Such self-numbed people may see themselves as perpetual victims. "I have nothing!" they insist. "I have no power! I can't do anything! I have nothing to give! Everybody picks on me!" These are the folks who begrudge so much as a smile to their neighbors. Even as they live in houses, drive cars, enjoy health, they see themselves as naked, starving, homeless, penniless wretches waiting to be rescued by whomever is in charge. Their sense of victimization does not allow them to see that they are in charge - of their own choices.
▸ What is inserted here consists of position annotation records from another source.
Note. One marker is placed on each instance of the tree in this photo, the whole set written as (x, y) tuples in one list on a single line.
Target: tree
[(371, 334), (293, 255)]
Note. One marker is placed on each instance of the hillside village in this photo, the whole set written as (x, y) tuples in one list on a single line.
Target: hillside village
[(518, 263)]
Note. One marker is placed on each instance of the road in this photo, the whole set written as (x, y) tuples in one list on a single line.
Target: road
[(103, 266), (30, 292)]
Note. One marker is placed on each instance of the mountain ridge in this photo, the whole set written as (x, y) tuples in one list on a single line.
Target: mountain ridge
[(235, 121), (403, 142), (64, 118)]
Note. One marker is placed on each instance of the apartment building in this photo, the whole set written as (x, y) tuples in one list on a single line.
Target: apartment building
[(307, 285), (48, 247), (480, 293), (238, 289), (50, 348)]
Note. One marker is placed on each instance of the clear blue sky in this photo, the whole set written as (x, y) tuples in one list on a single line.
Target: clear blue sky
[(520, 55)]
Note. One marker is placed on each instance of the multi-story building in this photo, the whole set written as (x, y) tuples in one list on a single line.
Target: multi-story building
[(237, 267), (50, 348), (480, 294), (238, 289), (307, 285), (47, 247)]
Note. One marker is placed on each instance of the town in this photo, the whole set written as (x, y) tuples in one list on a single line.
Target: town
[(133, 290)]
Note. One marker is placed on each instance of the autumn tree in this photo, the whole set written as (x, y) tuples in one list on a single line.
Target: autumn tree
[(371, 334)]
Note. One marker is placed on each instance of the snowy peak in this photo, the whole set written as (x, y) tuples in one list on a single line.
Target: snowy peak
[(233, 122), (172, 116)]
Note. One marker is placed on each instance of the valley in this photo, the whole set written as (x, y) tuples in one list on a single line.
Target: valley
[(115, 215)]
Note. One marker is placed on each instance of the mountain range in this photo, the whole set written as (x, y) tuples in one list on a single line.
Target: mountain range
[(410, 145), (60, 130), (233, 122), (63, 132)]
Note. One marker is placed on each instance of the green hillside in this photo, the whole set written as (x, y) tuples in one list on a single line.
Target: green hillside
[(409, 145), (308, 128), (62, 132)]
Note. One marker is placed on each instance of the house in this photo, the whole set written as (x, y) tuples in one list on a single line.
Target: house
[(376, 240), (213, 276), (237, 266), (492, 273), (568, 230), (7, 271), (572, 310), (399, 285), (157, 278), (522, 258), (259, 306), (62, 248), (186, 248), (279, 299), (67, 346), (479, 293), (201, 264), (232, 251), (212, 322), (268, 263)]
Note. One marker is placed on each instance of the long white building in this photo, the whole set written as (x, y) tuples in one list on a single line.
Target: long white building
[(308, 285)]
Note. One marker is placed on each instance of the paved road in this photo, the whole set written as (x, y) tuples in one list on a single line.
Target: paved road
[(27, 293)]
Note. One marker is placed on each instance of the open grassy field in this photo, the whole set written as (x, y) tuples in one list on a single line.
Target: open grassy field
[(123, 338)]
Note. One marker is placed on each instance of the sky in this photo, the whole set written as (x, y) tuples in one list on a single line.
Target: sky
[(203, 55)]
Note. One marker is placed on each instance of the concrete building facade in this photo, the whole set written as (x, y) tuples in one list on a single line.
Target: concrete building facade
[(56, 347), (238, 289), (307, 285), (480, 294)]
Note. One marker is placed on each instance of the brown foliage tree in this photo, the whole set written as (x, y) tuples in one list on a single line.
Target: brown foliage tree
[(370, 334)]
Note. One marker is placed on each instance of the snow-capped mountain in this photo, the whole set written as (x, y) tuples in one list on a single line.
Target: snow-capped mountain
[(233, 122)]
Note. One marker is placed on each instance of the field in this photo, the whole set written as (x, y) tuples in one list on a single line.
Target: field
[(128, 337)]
While working or traveling in Africa, Asia, and Eastern Europe, I occasionally met people who really did have next to nothing, but who stunned me with their insistence on the abundance of their own humanity. One afternoon, as I trekked to my teaching post in the Himalayas, a monsoon storm turned day into night and a landslide wiped out my trail. I got terribly lost; coming to a strange village, exhausted, I sat on the porch of a peasant home. Inside, the family was eating roasted cow-corn kernels for dinner. Roasted cow-corn kernels were to be their entire dinner; there was nothing else on their menu.
A man inside saw that a human form was sitting on his porch. He couldn't have seen that I was American, or anything else, for that matter. It was dark night by then, in a village without electricity. In any case, I was wearing a sari. He whispered to his wife, "Someone is sitting on our porch. We have to cook rice." Rice is the highest status food in that economy. And, by "rice," they meant, for them, an elaborate meal consisting of rice, lentils, and vegetables.
This feeling of being seen, this conviction that every act one performs matters to a supremely consequential audience, can come from a belief in God. Psalm 139 articulates how thoroughly and consequentially witnessed the theist feels. "O Lord, You have searched me and You know me. You know when I sit and when I rise; You perceive my thoughts from afar. ...Before a word is on my tongue You know it completely, O Lord. Where can I go from Your Spirit? Where can I flee from Your presence? If I go up to the heavens, You are there; if I make my bed in the depths, You are there." The very marrow of the believer's bones is impregnated with the conviction that everything he does is avidly witnessed by God, and that everything he does matters to God. Whether or not one's fellow incarnate beings see is secondary.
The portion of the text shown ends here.